It's probably not an accident that the most pervasive use of them is in the zombie apocalypse -- that is, an SF veneer to a magical notion. (More medieval European vampire than Haitian zombie, but still definitely magic.)
And I say this despite using it as a device myself. A Diabolic Bargain features the white sickness early in the book, for many consequences in the plot, but not the main event. It begins with the villain deciding to exploit it as a cover for his plans, and ties in other things later.
More extensive is Connie Willis's Doomsday Book, where, despite the time-travel and associated issues that naturally tie into such plots, is heavily about day-to-day life in an epidemic. A slice-of-life in epidemic is a kind of genre, however necessarily limited in scope.
It's also big in Illuminae by Amie Kaufman and Jay Kristoff. The plot of "fleeing a dangerous enemy" is greatly complicated by the disease and the issues of dealing with it when in a few spaceships. Quarantine is a big part -- another plot device, though requiring a certain level of tech/magic to make it a reasonable plot.
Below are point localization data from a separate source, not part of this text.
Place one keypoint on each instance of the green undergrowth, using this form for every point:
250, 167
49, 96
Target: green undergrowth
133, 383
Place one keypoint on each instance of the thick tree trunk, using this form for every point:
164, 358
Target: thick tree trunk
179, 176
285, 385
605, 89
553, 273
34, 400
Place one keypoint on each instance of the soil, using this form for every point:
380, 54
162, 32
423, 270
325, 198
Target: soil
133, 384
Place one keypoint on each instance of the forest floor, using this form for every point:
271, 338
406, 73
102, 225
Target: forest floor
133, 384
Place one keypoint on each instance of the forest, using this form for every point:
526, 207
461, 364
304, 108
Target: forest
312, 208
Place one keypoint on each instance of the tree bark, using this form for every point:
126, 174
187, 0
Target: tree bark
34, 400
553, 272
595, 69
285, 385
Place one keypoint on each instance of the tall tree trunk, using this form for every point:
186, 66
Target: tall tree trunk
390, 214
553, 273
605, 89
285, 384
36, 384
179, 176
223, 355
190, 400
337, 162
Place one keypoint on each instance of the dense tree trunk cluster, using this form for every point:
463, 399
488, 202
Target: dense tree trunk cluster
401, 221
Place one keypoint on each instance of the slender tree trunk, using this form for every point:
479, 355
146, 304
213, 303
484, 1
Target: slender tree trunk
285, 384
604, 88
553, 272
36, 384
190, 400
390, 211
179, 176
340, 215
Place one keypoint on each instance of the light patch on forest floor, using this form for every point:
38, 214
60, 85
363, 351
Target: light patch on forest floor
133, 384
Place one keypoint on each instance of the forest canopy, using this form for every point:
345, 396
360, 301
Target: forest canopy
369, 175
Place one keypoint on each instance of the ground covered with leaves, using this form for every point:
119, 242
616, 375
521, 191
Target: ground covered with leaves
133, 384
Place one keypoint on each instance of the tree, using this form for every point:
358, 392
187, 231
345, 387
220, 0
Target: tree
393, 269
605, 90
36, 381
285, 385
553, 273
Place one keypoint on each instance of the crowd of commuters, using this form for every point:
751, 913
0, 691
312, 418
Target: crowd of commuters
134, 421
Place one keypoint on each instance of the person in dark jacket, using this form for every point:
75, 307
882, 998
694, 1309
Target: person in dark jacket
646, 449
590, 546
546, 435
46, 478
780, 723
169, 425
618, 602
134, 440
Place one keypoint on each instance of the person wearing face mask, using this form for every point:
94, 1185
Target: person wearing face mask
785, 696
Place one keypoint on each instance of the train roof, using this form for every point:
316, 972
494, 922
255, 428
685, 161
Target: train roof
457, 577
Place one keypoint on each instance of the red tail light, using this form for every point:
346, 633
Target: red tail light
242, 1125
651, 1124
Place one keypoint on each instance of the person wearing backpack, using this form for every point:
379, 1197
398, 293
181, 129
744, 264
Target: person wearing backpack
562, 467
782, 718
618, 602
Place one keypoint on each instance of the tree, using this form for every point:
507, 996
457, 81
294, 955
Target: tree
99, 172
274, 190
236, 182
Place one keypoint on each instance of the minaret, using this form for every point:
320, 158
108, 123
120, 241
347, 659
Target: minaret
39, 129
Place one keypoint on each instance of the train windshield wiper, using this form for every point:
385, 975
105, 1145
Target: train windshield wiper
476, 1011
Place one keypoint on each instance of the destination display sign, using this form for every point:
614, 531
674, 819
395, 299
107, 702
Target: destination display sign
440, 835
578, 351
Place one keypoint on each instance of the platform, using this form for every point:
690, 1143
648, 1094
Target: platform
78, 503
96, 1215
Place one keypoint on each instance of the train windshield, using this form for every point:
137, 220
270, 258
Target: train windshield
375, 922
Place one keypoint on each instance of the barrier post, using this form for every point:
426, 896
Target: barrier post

It can feature in a smaller role, of course. Plagues, as well as floods and famine, can be an excellent disaster to motivate a quest for the magical MacGuffin that can stop them. It produces changes when the refugees come from a disease-laden area, although not quite so much as it might seem at first, because even those coming from war, fire, earthquake, famine, or flood may be a dangerous burden to the place where they arrive. The All-Of-A-Kind family had a background of a polio epidemic when one character got polio. There is a Conan the Barbarian story where the villain's evil wizard produces a plague culminating in the death of the king and all his sons, characterized by rumor as divine retribution, and Tanith Lee wrote a sword and sorcery tale where the plague, killing the king among others, was divine retribution, from a fairly demoniac god, but in both plots the chief effect is to kill the king and so allow someone else to claim the throne.